Etheridge, who has been on the job for four weeks, says she took on the role now because she believes in the programs and the staff.
She spent 30 years working in public service before taking on the role. She’s worked in the division, and she’s even been an eligibility worker before.
She described the backlog as an “all hands on deck” situation.
“We’re working very hard,” she said. “We don’t want this to be happening.”
She said with support from the commissioner and the governor, they’re making strides on the solutions that Hedberg set out for the Legislature.
The commissioner didn’t cite understaffing as a root cause in her briefing to the legislature, but the department recently made 53 hires — mostly new roles, Etheridge said, but also to replace staff attrition.
The department also signed a contract with a group that will find contract workers to answer phones so that highly trained staff can focus on recertifications. And she says two current employees are working on IT solutions while the department looks for contractors to update technology that they say is behind the slowdown.
Etheridge also said security contracts to keep employees safe in their offices should be in place by the end of the month.
But she says her larger goal is to build a department that won’t experience this kind of backlog again.
“I really want to leverage technology to make things easier for people who are applying for assistance,” she said. “Ideally, it’s one-touch processing for all applications, which means that individuals who are applying for benefits can call or they can apply online, and they can get immediate feedback.”
Meanwhile, a lawsuit
Saima Akhtar is the lead attorney for the class action lawsuit ten Alaskans filed against the state. She’s litigated cases like this for about a decade, where citizens sue the state not for money but for the federal benefits they’re due.
She says food stamp programs nationwide are struggling to process benefits on time. And she has insight into the solutions the state is proposing.
“Assuming that technology is the problem and the fix is sometimes part of the issue. In my own experience, in other places, it is never the whole issue,” she said.
“A 30-day processing standard has been the standard in the SNAP regulations, actually, for years and years. And so that was the standard when many of these older computers were the norm, or were the expected technology.”
She said some of the methods the state is using to work through the backlog are effective, like waiving the need for time-consuming personal interviews. But she says that’s a short term fix — the federal waiver will expire after a year.
“The interview will come back in the future,” she said. “So there will have to be sufficient staff to conduct the interviews and maintain the caseload at the end of that time period. This is not a function that can be carried out by computers.
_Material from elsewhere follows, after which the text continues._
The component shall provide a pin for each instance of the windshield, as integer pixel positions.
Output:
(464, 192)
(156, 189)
It is a mandatory piece in the application process.”
“Why didn’t they plan for it?”
Natalie Richards of Soldotna got her benefits in January after five months of waiting. But she says the experience has left her with credit card debt and nagging fear that it will happen again.
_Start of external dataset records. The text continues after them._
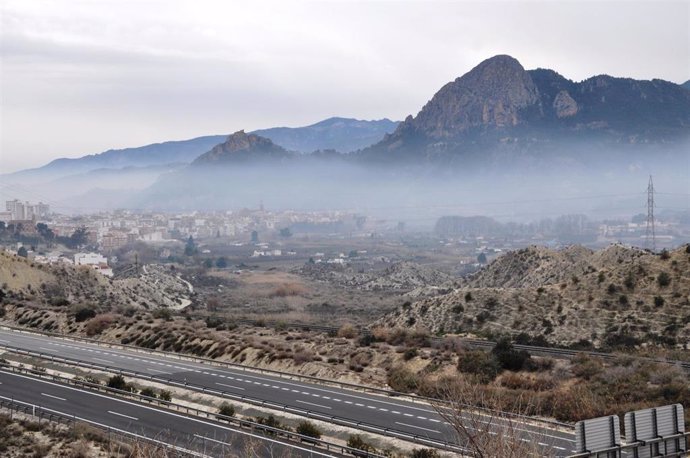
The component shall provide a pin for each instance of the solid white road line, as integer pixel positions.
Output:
(418, 427)
(230, 386)
(312, 404)
(123, 415)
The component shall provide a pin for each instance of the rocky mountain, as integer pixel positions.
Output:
(341, 134)
(499, 107)
(241, 147)
(614, 297)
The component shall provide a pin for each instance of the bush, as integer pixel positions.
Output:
(98, 324)
(424, 453)
(410, 353)
(347, 331)
(163, 313)
(118, 382)
(479, 363)
(403, 380)
(356, 441)
(307, 428)
(664, 279)
(509, 358)
(149, 392)
(83, 313)
(226, 410)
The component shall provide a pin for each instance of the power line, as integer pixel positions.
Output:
(650, 235)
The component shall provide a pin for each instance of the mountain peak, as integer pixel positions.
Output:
(242, 147)
(491, 94)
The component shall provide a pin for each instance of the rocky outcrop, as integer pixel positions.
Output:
(242, 147)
“It’s really frightening to live that way,” she said. “Thinking that your basic needs of food and shelter aren’t going to be met.”
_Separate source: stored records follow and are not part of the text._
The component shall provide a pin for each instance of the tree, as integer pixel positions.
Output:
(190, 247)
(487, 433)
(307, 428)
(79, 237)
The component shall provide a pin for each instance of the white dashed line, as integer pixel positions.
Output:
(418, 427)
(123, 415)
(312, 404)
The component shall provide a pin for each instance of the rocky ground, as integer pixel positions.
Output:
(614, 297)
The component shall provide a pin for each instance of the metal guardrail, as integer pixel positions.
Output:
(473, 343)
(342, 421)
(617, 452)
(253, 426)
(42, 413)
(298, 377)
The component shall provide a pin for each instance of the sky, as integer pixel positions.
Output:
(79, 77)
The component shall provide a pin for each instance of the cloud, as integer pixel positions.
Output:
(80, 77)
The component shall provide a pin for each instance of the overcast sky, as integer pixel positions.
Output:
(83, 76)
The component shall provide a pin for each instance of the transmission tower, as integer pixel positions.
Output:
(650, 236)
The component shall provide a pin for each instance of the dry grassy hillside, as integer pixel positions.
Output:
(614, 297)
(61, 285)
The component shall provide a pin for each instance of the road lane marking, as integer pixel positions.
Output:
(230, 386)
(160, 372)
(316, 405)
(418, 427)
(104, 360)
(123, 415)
She said she’s grateful the state paid her benefits for all the months she was waiting, but she doesn’t feel like the trial is over. She says she’s using the money sparingly, just in case something like this happens again. And she doesn’t understand why services for the most vulnerable Alaskans are letting them down.
“Everybody deserves to eat,” Richards said. “Why is there such a delay now? I mean, they knew that the pandemic COVID stuff was going to end. Why didn’t they plan for it?”
She said people deserve better from state leadership.
“They still go home and eat their dinner, you know?” she said. “What about the people they were responsible to look out for?”